The increasing use of robot technology in the nuclear energy field will be the subject of a workshop being held by the Nuclear Regulatory Commission (NRC) and other U.S.-based and international organizations on Feb. 2-to-4 in Gaithersburg, Md.
The “International Workshop on the Use of Robotic Technologies at Nuclear Facilities” will examine topics such as how robots can evaluate plant systems; how robots can locate and recover radioactive material; and, how non-nuclear applications can be adapted to nuclear situations, NRC said in a Jan. 14 news release.
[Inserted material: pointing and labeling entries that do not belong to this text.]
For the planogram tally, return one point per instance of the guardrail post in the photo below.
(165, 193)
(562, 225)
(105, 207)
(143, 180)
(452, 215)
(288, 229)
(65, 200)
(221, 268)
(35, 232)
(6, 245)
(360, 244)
The workshop will include discussion of lessons learned from historic nuclear applications and experiences at sites like Three Mile Island in Pennsylvania, Sellafield in England and Fukushima Daiichi in Japan; ongoing research; and other relevant applications such as NASA’s Martian rovers.
In one of the sessions, individuals from Duke Energy (NYSE:DUK) and Exelon (NYSE:EXC) will provide an overview of the U.S. commercial nuclear power industry use and experience with robotic technologies. Robotic technology in U.S. commercial plants is used both during normal operation and during refueling and maintenance outages.
The workshop is co-sponsored by groups including Organization for Economic Cooperation and Development’s Nuclear Energy Agency; the U.S. National Institute of Standards and Technology (NIST); the U.S. Department of Energy’s (DOE) Office of Environmental Management; the U.S. Department of Homeland Security’s Science and Technology Directorate, Office of Standards; the United Kingdom’s Atomic Energy Authority; and, the Canadian Nuclear Safety Commission (CNSC).
The American Nuclear Society, ASTM International and IEEE Robotics and Automation Society are also collaborating on the workshop, NRC said.
The workshop begins at 1 p.m. on Feb. 2 at the Green Auditorium on the NIST campus at 100 Bureau Drive in Gaithersburg. Those interested in attending must register and pay $71 to NIST by Jan. 22.